Rastogi is particularly interested in cement companies, a sector which he calls the biggest on-demand sector in India in terms of revenue and transactions. “If there is a shortage of 20 sacks on a construction site, they won’t stop work and will order for some more cement immediately,” says Rastogi. Cement is an undifferentiated commodity and logistics is a huge issue for manufacturers since transportation costs account for 40% of total costs. This is one big opportunity for Locus, since tech penetration in the cement industry remains very low.
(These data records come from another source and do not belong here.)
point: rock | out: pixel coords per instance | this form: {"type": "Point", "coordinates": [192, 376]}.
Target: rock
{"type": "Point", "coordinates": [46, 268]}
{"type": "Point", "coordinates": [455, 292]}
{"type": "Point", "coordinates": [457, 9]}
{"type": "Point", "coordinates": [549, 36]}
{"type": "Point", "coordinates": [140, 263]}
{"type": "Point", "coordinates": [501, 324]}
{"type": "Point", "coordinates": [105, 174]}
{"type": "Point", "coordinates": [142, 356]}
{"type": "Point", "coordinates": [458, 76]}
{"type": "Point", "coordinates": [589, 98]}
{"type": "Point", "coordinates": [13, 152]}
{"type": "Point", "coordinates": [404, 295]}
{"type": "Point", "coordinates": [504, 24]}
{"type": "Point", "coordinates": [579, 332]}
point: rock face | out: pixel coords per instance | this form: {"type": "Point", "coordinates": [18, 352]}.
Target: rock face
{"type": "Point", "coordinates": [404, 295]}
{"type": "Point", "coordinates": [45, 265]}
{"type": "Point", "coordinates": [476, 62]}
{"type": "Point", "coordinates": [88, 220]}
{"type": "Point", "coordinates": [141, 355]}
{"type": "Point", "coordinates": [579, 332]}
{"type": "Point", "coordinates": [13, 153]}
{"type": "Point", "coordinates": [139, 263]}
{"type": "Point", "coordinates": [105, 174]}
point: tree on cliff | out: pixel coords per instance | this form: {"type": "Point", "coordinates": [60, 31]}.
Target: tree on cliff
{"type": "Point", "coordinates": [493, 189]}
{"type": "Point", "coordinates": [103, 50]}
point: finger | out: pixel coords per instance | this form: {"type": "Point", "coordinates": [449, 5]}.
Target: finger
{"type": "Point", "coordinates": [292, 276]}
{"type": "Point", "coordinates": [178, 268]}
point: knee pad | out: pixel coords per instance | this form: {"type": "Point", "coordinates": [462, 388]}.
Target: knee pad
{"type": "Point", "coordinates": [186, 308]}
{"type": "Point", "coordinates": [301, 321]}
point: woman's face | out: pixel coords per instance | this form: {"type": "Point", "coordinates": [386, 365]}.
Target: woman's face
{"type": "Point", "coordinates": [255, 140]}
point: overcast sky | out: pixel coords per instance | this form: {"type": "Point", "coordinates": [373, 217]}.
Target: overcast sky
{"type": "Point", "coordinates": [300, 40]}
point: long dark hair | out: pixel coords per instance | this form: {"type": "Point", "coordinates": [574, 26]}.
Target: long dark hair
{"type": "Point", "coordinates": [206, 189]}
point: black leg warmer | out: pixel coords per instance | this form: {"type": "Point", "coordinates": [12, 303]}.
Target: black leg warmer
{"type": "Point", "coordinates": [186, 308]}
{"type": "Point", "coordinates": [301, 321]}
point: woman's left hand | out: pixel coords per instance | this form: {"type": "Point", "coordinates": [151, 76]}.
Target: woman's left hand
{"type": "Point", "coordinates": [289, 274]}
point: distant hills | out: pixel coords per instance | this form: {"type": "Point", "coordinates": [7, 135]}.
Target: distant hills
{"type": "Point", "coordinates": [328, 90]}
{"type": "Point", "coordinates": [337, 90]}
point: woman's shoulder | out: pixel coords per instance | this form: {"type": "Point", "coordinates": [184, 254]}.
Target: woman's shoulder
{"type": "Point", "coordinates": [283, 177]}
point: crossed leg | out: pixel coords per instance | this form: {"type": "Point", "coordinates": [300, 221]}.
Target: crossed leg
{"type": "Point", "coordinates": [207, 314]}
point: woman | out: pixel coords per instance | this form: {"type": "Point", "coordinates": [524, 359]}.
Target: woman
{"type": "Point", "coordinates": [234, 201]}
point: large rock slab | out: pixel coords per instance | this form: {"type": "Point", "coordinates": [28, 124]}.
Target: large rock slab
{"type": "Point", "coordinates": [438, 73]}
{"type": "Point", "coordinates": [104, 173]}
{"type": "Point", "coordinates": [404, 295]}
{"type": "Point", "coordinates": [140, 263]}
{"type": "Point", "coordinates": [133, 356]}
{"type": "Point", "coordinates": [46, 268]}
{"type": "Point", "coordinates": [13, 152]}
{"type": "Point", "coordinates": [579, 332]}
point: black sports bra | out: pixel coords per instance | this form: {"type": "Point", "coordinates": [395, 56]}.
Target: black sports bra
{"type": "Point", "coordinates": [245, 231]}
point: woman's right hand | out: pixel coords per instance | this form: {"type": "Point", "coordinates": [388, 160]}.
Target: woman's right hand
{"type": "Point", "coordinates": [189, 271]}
An industry executive, a prospective customer of Locus, who did not wish to be named says, “The main advantage of Locus is in enabling real-time decision making. What we follow today is the hub and spoke model, which is not very efficient.” Of course, this will involve some investment from the company in equipping transporters with smartphones and training them. “More than cost saving, something like Locus can help me capture opportunities I miss out on and increase revenue. Sometimes we don’t have vehicles ready. With this, I can take my inventory close to the customer, and fulfill requests as they keep popping up,” he says.
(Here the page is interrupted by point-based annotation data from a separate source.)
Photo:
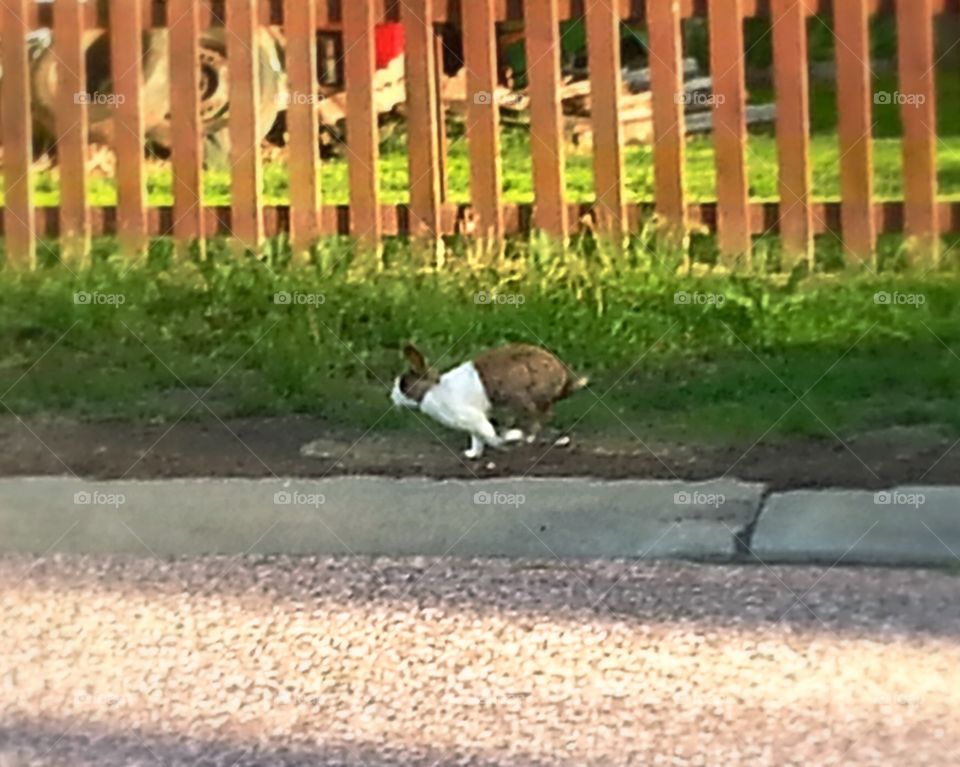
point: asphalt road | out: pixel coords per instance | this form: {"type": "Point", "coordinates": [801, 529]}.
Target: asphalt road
{"type": "Point", "coordinates": [276, 661]}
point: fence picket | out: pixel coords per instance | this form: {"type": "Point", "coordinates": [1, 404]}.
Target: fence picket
{"type": "Point", "coordinates": [789, 29]}
{"type": "Point", "coordinates": [186, 128]}
{"type": "Point", "coordinates": [423, 118]}
{"type": "Point", "coordinates": [730, 129]}
{"type": "Point", "coordinates": [546, 115]}
{"type": "Point", "coordinates": [483, 116]}
{"type": "Point", "coordinates": [669, 133]}
{"type": "Point", "coordinates": [71, 120]}
{"type": "Point", "coordinates": [919, 115]}
{"type": "Point", "coordinates": [603, 49]}
{"type": "Point", "coordinates": [732, 216]}
{"type": "Point", "coordinates": [300, 26]}
{"type": "Point", "coordinates": [854, 99]}
{"type": "Point", "coordinates": [19, 224]}
{"type": "Point", "coordinates": [359, 18]}
{"type": "Point", "coordinates": [246, 211]}
{"type": "Point", "coordinates": [126, 52]}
Logistics is a $300 billion industry riddled with inefficiencies. The cost of logistics in India as a percentage of GDP is 12%, compared to 5% for advanced economies. Aided by GST, which is set to eliminate some of its structural inefficiencies, it is an industry ripe for tech disruption. As Locus acquires more clients and data, it is also planning to get into strategic logistics consulting, advising companies on where they should establish their warehouses and optimise costs. It is still early days, but if Locus is able to convince offline businesses to adopt its technology, it will be a real game- changer both for the start-up and the industry. This factor, coupled with its sophisticated technology offering, makes Locus a start-up to watch out for.